The Pacific region is also lagging badly in meeting the goals, and Australia’s approach towards aid for the region has again been criticized.

Just before the Sept. 25 U.N. meeting, at which governments are expected to increase their commitments to meeting the millennium goals, a Lowy Institute report says Australian aid is ineffective in helping Pacific countries meet the goals.

Fifty percent of the population of Papua New Guinea live below the poverty line, compared to 41percent in sub-Sahara Africa, the report says.

 “Papua New Guinea is on Africa standards, if not higher, and it is quite worrying for Australia, given they are our nearest neighbor,” said the Melanesia program director at the Lowy Institute, Jenny Hayward-Jones.

Hayward-Jones said she welcomed the shift in rhetoric by the Rudd government to Pacific partnerships that tied aid to improved governance, but she said this “doesn’t get away from the problem that aid continues to be delivered from government to government.”

Australia will spend A$999.5 million ($844.2 million) on aid in the Pacific this year, but only a small proportion of that will go towards private sector initiatives.
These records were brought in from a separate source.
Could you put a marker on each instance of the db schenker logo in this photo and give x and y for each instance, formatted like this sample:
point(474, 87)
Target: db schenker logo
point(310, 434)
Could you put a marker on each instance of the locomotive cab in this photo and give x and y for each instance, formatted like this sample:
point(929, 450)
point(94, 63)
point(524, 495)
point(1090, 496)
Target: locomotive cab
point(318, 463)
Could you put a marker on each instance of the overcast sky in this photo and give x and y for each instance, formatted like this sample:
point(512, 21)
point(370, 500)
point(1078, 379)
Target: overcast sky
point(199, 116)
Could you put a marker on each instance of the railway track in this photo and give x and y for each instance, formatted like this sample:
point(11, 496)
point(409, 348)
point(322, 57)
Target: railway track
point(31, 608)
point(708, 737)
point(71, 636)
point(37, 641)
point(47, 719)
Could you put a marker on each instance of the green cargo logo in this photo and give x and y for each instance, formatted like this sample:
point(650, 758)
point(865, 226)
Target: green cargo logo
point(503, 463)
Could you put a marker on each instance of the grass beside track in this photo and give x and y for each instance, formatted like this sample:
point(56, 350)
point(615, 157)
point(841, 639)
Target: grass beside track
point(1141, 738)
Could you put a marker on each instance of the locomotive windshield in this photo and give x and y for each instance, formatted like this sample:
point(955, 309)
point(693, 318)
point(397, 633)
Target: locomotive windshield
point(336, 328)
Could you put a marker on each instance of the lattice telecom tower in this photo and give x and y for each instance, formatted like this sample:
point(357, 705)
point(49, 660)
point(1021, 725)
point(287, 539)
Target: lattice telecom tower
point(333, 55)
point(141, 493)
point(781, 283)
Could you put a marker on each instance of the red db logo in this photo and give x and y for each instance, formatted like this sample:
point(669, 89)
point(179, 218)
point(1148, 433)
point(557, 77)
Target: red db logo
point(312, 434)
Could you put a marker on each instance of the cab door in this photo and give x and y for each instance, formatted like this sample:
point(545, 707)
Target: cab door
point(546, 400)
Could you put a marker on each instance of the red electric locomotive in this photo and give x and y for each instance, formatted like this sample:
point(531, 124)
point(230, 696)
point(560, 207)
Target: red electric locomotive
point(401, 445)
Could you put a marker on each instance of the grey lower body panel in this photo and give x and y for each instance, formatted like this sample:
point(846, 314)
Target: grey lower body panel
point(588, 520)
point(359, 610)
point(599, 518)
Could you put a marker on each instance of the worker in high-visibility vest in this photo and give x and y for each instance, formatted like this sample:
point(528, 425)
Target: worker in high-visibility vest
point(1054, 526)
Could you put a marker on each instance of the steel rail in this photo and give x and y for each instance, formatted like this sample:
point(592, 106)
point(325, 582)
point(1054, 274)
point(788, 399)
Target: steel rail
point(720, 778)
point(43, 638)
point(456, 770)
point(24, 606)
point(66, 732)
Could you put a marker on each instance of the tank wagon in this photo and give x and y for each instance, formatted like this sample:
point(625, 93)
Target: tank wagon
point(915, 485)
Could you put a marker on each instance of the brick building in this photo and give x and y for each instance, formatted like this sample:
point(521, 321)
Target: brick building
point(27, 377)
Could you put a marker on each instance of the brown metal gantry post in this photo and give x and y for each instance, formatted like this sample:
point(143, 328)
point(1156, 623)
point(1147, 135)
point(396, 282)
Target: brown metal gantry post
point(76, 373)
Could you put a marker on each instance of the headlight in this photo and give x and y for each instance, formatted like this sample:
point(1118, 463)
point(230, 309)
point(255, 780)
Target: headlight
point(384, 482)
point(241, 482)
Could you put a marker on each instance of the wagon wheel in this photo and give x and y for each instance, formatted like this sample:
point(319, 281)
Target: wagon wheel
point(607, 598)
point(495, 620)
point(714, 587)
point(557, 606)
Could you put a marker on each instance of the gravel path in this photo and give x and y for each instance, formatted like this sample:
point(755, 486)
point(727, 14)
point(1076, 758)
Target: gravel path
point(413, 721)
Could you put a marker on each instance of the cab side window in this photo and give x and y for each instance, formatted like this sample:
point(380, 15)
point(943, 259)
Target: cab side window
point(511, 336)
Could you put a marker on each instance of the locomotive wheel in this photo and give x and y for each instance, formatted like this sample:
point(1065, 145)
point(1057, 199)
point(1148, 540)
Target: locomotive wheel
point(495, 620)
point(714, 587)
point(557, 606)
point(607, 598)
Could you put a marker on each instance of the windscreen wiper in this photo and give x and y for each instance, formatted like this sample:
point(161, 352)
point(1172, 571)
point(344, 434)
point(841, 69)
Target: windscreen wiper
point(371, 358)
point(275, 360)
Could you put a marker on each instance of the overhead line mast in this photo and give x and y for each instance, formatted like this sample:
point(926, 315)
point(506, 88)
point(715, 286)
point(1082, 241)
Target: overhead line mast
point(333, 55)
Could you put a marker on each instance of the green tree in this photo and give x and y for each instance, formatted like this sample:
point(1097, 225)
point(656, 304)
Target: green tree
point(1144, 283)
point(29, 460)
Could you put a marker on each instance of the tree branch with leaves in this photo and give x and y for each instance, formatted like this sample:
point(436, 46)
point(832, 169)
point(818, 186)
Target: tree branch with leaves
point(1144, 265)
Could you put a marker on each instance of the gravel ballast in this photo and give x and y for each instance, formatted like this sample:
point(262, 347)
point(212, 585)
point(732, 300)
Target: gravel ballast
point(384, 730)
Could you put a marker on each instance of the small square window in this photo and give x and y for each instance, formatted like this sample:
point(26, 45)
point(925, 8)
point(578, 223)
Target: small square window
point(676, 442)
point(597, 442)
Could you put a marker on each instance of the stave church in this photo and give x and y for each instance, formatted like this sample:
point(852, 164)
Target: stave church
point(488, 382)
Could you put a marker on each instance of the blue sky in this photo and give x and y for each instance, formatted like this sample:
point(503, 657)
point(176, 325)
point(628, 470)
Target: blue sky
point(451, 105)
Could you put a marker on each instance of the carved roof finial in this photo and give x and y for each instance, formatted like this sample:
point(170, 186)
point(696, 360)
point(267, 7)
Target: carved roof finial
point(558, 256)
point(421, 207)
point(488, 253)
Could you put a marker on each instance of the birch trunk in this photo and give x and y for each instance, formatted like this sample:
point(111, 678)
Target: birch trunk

Half of the aid money is spent on technical assistance.

Hayward-Jones said investing in small businesses, microcredit schemes, and public-private partnerships to maintain roads and ports and provide health and education services, would produce more tangible benefits.

Following the lead of the U.S. and Britain, the Australian government could encourage corporate sector investment in its developing neighbors, she said.

The head of the U.N. Development Program’s Pacific center, Gary Wiseman, told the Fiji Times the Pacific had been quite weak in meeting the millennium goals, and food and fuel price rises had made things worse.

“Melanesian countries, including Fiji, have been losing ground in the face of political and civil uncertainty and weak governance structures,” he said.

Hayward-Jones said while “political stability is tremendously important,” fostering the business community would lessen reliance on having good political leaders in place.